Board of Elections
District Attorney race result still in the balance
Fans of Livingston County District Attorney candidate Steve Sessler have a week yet before they can celebrate victory — and that victory might still fall to his opponent in the Sept. 13 Republican Primary, former First Assistant DA Eric Schiener.
Last night, with a record 3,565 Republican votes cast, Sessler finished 19 votes ahead of Schiener. But the Livingston County Board of Elections have 220 sealed absentee ballots to count — and potentially dozens more on the way.
According to county election officials, absentee voters had to postmark their ballots by Sept. 12. The votes will be counted next Wednesday.
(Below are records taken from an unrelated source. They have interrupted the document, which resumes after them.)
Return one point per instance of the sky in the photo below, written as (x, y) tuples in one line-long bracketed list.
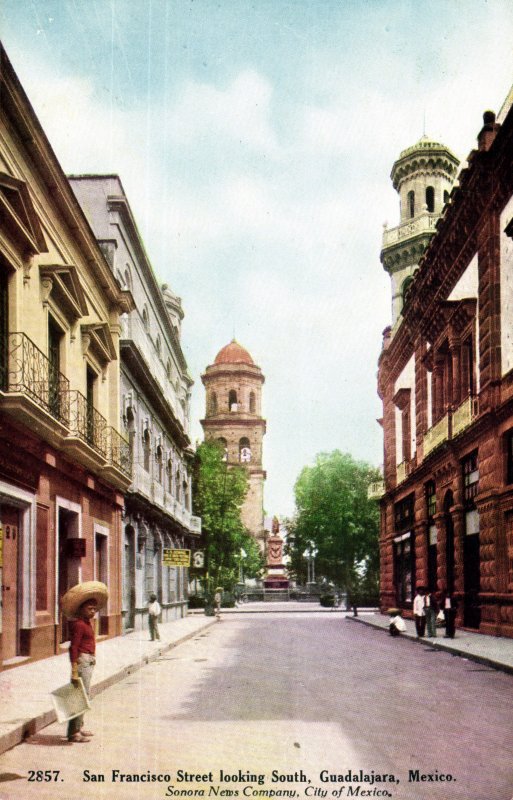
[(254, 140)]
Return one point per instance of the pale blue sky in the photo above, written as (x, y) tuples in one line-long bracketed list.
[(255, 142)]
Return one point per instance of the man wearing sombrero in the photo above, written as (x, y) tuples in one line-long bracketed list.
[(80, 604)]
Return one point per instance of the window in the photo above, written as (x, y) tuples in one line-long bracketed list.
[(432, 536), (411, 204), (146, 449), (430, 198), (146, 319), (244, 450), (509, 457), (159, 462), (470, 480)]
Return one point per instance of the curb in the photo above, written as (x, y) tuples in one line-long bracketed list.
[(446, 648), (30, 726)]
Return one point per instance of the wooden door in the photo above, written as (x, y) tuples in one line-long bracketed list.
[(10, 586)]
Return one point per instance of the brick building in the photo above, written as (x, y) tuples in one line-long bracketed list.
[(446, 381)]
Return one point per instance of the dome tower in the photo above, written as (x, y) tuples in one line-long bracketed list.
[(233, 386), (423, 176)]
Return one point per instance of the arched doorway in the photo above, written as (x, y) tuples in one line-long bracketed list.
[(449, 541)]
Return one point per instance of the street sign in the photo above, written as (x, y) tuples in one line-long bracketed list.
[(176, 558)]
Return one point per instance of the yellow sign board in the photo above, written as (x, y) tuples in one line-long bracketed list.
[(176, 558)]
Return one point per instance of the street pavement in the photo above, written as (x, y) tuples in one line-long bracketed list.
[(293, 690)]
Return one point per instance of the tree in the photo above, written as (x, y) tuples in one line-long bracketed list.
[(218, 494), (334, 516)]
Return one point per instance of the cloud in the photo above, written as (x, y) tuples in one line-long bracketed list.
[(239, 113)]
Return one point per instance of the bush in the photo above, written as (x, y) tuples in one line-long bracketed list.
[(327, 600)]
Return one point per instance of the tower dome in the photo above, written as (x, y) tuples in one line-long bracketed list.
[(423, 176), (233, 353)]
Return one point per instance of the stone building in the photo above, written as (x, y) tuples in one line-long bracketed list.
[(155, 393), (64, 466), (446, 381), (233, 386)]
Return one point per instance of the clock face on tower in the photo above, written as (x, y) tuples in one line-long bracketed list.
[(245, 454)]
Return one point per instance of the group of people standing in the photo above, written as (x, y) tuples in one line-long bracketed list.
[(430, 606)]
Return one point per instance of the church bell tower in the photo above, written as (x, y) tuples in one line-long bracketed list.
[(233, 386)]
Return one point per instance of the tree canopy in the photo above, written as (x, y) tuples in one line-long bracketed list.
[(334, 516), (218, 494)]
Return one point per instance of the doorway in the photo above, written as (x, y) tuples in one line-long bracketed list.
[(9, 516)]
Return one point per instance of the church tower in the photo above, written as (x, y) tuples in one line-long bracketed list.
[(423, 176), (233, 386)]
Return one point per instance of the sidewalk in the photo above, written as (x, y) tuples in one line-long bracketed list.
[(493, 651), (26, 706)]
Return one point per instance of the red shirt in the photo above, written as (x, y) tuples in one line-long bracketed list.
[(81, 638)]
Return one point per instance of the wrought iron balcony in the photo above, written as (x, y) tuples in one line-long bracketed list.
[(376, 490), (87, 424), (31, 373)]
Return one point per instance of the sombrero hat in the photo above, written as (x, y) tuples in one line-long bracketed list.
[(81, 593)]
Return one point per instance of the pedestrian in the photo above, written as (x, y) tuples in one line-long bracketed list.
[(80, 604), (430, 609), (419, 611), (449, 606), (153, 617), (218, 596)]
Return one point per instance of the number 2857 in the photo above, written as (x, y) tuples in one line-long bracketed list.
[(43, 776)]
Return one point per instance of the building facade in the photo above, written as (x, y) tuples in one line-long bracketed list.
[(64, 465), (233, 386), (155, 396), (446, 381)]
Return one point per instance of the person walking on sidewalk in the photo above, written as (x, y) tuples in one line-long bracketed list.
[(419, 611), (431, 609), (81, 604), (449, 606), (153, 617)]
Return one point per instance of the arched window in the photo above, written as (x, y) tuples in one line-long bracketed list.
[(146, 449), (130, 426), (159, 462), (244, 450), (411, 203), (169, 470), (405, 287), (430, 199), (146, 319)]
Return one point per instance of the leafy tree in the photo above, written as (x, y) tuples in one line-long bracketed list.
[(218, 494), (334, 517)]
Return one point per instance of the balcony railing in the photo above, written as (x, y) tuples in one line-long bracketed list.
[(30, 372), (463, 415), (376, 490), (423, 223), (119, 453), (87, 423)]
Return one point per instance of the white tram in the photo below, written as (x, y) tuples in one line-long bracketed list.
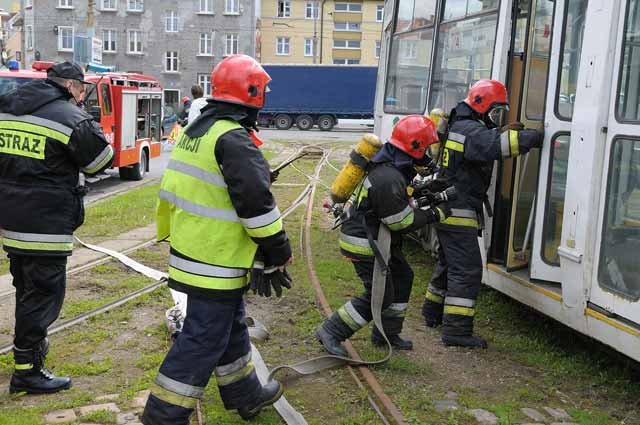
[(565, 233)]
With a margin this close, neither candidate can be sure of victory until those 200-some votes get counted.
After the Livingston County Republican Party endorsed Schiener this spring, Sessler launched an independent campaign — and later landed the endorsement of the county’s Conservative party. “I think the voters of Livingston County understand the way you choose a candidate is in a primary election,” the candidate said, through his Facebook page.
“What a rollercoaster last night. I’m not ready for the ride to stop just yet,” said Schiener, of last night’s indecisive total. “All results are unofficial until the last vote is counted.”
The eventual nominee will face Democratic District Attorney incumbent Greg McCaffrey. Governor Andrew Cuomo appointed McCaffrey to the job in May, displacing Schiener who was acting as DA following the election of former DA Tom Moran to the New York Supreme Court’s Seventh Judicial District.
If Schiener wins, Sessler’s name will still appear on the ballot under the Conservative line. If Sessler wins, Schiener’s name will appear under the Law and Justice line — however, Sessler’s campaign has challenged the validity of Schiener’s extra line and is waiting for a decision from the Livingston County Board of Supervisors.
McCaffrey also has the nomination of the county’s Independence party.